Last December, Tokyo announced that it would purchase Lockheed-Martin's F-35 Lightning II as its next-generation jet fighter. In doing so, it disappointed BAE Systems, the European maker of the Eurofighter Typhoon, which had hoped to win the $4.7 billion contract itself. For a while, it seemed as though it might. The Lockheed deal had its downsides: Initially, Japanese firms would have played no role in producing the new jets; likewise, they would not have had access to the secret technologies used in the F-35's design. It was not until Lockheed agreed to allow domestic contractors to participate in building the new jets and share some top-secret technologies that Japan decided to make the deal. In retrospect, that move should never have been in much doubt. The contract closely follows Japanese defense policy precedent: acquiring the most advanced American military hardware available under licensing agreements, producing that hardware in Japan to boost the economy, and keeping the U.S.-Japan alliance tight, positing Japan as a buffer between the United States and the region's major powers.

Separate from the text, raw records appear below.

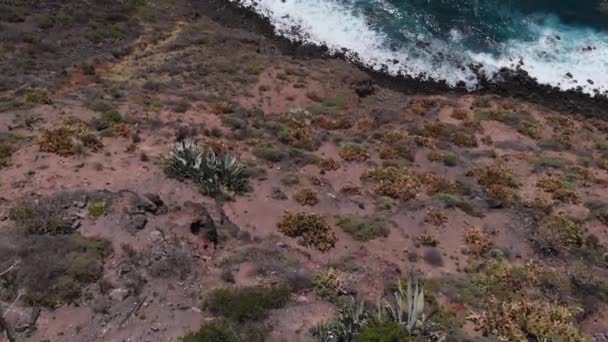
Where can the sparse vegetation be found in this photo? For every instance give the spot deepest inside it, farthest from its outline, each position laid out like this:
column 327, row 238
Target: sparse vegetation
column 354, row 152
column 436, row 217
column 312, row 230
column 65, row 140
column 306, row 196
column 55, row 269
column 558, row 234
column 330, row 284
column 522, row 319
column 363, row 228
column 213, row 173
column 43, row 216
column 226, row 331
column 6, row 151
column 478, row 243
column 98, row 209
column 247, row 303
column 499, row 182
column 398, row 183
column 270, row 153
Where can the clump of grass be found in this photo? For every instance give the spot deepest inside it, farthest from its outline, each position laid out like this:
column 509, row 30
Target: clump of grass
column 602, row 163
column 329, row 164
column 38, row 96
column 43, row 216
column 436, row 217
column 522, row 121
column 226, row 331
column 112, row 116
column 382, row 330
column 522, row 320
column 270, row 153
column 330, row 284
column 65, row 140
column 354, row 152
column 247, row 303
column 456, row 201
column 561, row 189
column 330, row 106
column 427, row 239
column 212, row 172
column 295, row 129
column 221, row 107
column 478, row 243
column 498, row 181
column 98, row 209
column 6, row 152
column 290, row 179
column 559, row 233
column 398, row 183
column 447, row 132
column 435, row 184
column 334, row 123
column 350, row 190
column 306, row 196
column 554, row 163
column 55, row 269
column 397, row 144
column 363, row 228
column 312, row 230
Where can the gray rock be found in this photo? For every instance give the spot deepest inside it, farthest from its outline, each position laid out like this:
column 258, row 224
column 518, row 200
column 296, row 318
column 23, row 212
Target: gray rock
column 119, row 294
column 136, row 221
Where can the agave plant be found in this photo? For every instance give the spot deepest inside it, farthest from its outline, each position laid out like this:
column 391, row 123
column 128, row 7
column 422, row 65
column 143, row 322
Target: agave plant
column 211, row 172
column 408, row 310
column 351, row 318
column 352, row 315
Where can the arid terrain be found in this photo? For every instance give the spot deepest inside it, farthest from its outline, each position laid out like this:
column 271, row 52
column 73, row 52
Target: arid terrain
column 497, row 207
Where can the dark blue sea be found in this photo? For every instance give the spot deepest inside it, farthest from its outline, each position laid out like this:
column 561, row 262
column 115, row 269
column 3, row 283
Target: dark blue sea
column 563, row 43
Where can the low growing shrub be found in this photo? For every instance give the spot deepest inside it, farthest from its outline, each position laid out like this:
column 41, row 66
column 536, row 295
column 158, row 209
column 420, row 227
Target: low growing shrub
column 311, row 229
column 247, row 303
column 363, row 228
column 212, row 172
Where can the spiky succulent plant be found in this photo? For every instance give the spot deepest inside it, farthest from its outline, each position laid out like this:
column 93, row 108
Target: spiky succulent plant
column 212, row 172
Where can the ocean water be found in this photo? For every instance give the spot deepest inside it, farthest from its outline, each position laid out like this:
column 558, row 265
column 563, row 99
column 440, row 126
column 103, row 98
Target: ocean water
column 563, row 43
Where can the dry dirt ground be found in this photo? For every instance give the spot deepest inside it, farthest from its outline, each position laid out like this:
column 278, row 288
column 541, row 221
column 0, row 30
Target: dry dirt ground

Japan has filled this role for decades. In 1946, during the United States' postwar occupation of Japan, General Douglas MacArthur, the supreme commander for the Allied Powers, insisted that the country's new constitution include a clause barring Japan from maintaining war-making capabilities. In return, Washington would protect Japan from outside attack and maintain a sizeable military presence there to do so. When the Korean War broke out, the number of U.S. troops in Japan dwindled as soldiers were moved from Japan to fight on the Korean peninsula. Realizing that the force it could afford to retain in Japan was not sufficient for maintaining order or fending off a communist infiltration, the United States pressured Japan to relax the ban on maintaining military forces. Under the guidance of the U.S.-dominated Allied General Headquarters, the country created a paramilitary force, the National Police Reserve (which gradually morphed into the Self-Defense Forces, or SDF, Japan's main military organization today). Meanwhile, military production contracts from U.S. firms poured into the country. For example, during the three years of the Korean War, 235 Japanese companies produced $500 million worth of ammunition for the U.S. military.
As Japanese factories built military hardware on license from U.S. defense firms, the country's heavy industrial companies picked up the know-how to create cutting-edge domestic civilian technologies. In the 1950s and 1960s, for instance, the highly reinforced plastics originally designed to build the Lockheed F-104 Starfighter found their way into Mitsubishi's YS-11 and MU-2 turboprop aircraft. And Japanese experience with U.S. jet engine bearing technology -- which allows mechanical parts to work at high speeds -- played an important role in the development of the country's iconic Shinkansen bullet trains. Soon, producing military hardware under license from the United States and then reaping the civilian technological and economic benefits became a cornerstone of Japanese foreign arms procurement policy: When negotiating arms deals with the United States, Tokyo often requested that specific processes -- such as quality testing, metal bending, and the development of cameras, tires, engines, and synthetic materials -- take place in Japan so that Japanese firms could build experience in those lucrative fields. Producing the F-35's fuselage and studying its stealth technology, too, will also give Japanese defense contractors a leg up. Already, Mitsubishi is producing a prototype one-third-scale stealth aircraft, the Mitsubishi ATD-X Shinshin, and the project will surely benefit from familiarity with the inner workings of the F-35.